As monsoon clouds gather over Punjab, they bring with them not only rain but also a renewed sense of dread for thousands of families living in fragile, decaying houses. For the poor, each raindrop threatens to become a disaster. With every passing season, lives are lost—not to floods or lightning—but to the silent killers of poverty: collapsing walls and crumbling roofs.
Yesterday, 26 June, witnessed a troubling rise in fatalities across several districts of Punjab due to the collapse of unsafe structures. Families sleeping under worn-out roofs have been crushed as their homes gave way to the weight of water. Children have died in their sleep, women buried under debris, and elderly left homeless with no option but to live under open skies.
According to local news reports and rescue authorities, dozens of such incidents have occurred in rural and semi-urban areas where people dwell in mud houses or poorly constructed concrete structures without any reinforcements. For them, the monsoon is not a relief from the heat—it is a season of terror.
The majority of poor households in Punjab live in structures built decades ago using substandard materials. Due to lack of financial resources and technical guidance, many houses lack proper roofing, foundations, or waterproofing. The absence of structural assessment, maintenance, or even access to affordable credit for repairs means these homes deteriorate year after year.
When heavy rains fall, water seeps into cracks, weakens already fragile walls, and causes ceilings to collapse. With no alternate shelter, people continue living in these death-traps.
This is a humanitarian crisis hidden in plain sight. The Punjab government needs to immediately take a multi-pronged approach:
1- Emergency Assessment
Deploy local administration, union councils, and disaster management authorities to identify and map high-risk houses before the next heavy rain.
2- Rehabilitation Grants
Allocate emergency funds for the repair and reconstruction of unsafe homes, prioritizing widows, disabled persons, and families with children or elderly.
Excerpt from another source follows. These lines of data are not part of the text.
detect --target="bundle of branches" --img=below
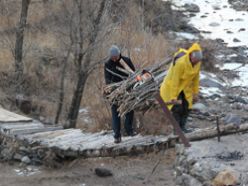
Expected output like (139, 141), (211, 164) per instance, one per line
(104, 58), (171, 117)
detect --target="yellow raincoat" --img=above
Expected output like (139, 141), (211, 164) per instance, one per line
(160, 43), (201, 109)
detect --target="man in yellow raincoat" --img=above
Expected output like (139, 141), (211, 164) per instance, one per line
(160, 43), (203, 132)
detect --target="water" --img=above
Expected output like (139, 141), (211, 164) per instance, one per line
(168, 0), (248, 47)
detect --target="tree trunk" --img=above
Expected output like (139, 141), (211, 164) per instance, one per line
(65, 71), (88, 128)
(54, 47), (71, 124)
(65, 0), (106, 128)
(15, 0), (30, 93)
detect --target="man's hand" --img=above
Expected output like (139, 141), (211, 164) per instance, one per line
(102, 86), (111, 95)
(193, 94), (199, 103)
(170, 99), (182, 105)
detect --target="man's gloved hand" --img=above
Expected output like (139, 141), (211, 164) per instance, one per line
(102, 86), (112, 95)
(193, 94), (199, 103)
(169, 99), (182, 105)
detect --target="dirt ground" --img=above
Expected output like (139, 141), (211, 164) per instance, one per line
(0, 149), (175, 186)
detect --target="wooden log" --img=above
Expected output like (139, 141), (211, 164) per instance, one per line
(186, 123), (248, 141)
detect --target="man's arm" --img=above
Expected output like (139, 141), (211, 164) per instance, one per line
(171, 62), (184, 100)
(192, 73), (200, 103)
(104, 63), (112, 84)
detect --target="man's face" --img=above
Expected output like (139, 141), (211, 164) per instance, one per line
(111, 55), (120, 62)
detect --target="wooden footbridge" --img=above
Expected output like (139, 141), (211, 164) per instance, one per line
(0, 108), (178, 163)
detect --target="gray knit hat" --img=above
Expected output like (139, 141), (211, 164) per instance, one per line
(109, 45), (121, 57)
(192, 51), (203, 61)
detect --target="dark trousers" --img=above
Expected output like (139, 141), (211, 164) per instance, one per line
(171, 91), (190, 130)
(111, 105), (134, 138)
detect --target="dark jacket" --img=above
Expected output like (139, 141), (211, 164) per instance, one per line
(104, 56), (135, 84)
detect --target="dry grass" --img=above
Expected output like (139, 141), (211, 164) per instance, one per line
(0, 1), (182, 137)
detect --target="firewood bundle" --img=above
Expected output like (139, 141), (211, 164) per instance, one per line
(104, 58), (171, 117)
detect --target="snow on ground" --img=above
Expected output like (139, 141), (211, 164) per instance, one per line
(222, 63), (248, 87)
(169, 0), (248, 46)
(165, 0), (248, 88)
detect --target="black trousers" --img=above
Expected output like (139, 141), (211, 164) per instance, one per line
(171, 91), (190, 130)
(111, 105), (134, 138)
3- Micro-Financing Support
Launch subsidized loan schemes for poor families to rebuild or strengthen their homes with technical support from housing authorities.
4- Community Shelter Plans
Establish temporary but safe community shelters in vulnerable areas, especially during peak monsoon weeks.
5- Rural Housing Infrastructure Policy
Enforce a rural infrastructure improvement program aimed at long-term housing rehabilitation and resilience building, especially in flood-prone areas.
6- Mobile Technical Teams
Set up district-level mobile engineering teams to assist poor families in assessing structural risks and guide them on affordable repairs.
Role of NGOs and INGOs in Housing Safety:
While government intervention is crucial, the development sector has a pivotal role to play in filling the gaps:
Local NGOs can mobilize communities, conduct awareness sessions on house safety and seasonal preparedness, and organize volunteer support for vulnerable families.
International NGOs (INGOs) can introduce low-cost housing models, pilot resilient building technologies, and provide technical training to local masons and builders.
INGOs and local NGOs can jointly work with the government under Public-Private Partnership (PPP) models to scale up safe housing interventions across Punjab.
NGOs can initiate cash-for-work programs that engage local labor for house reinforcement projects while also providing income support.
The development sector must advocate for inclusive urban and rural planning that considers climate resilience and poor population needs in infrastructure design.
Every life lost to a collapsing roof is a tragedy that could have been prevented. The government of Punjab must treat unsafe housing not just as a poverty issue, but as an emergency matter of life and death. This monsoon, let us not allow rain to be the cause of another child’s funeral or a mother’s grave.
By combining government will, civil society support, and development sector expertise, it is possible to build a safer, more humane Punjab—where a home remains a place of comfort, not of peril.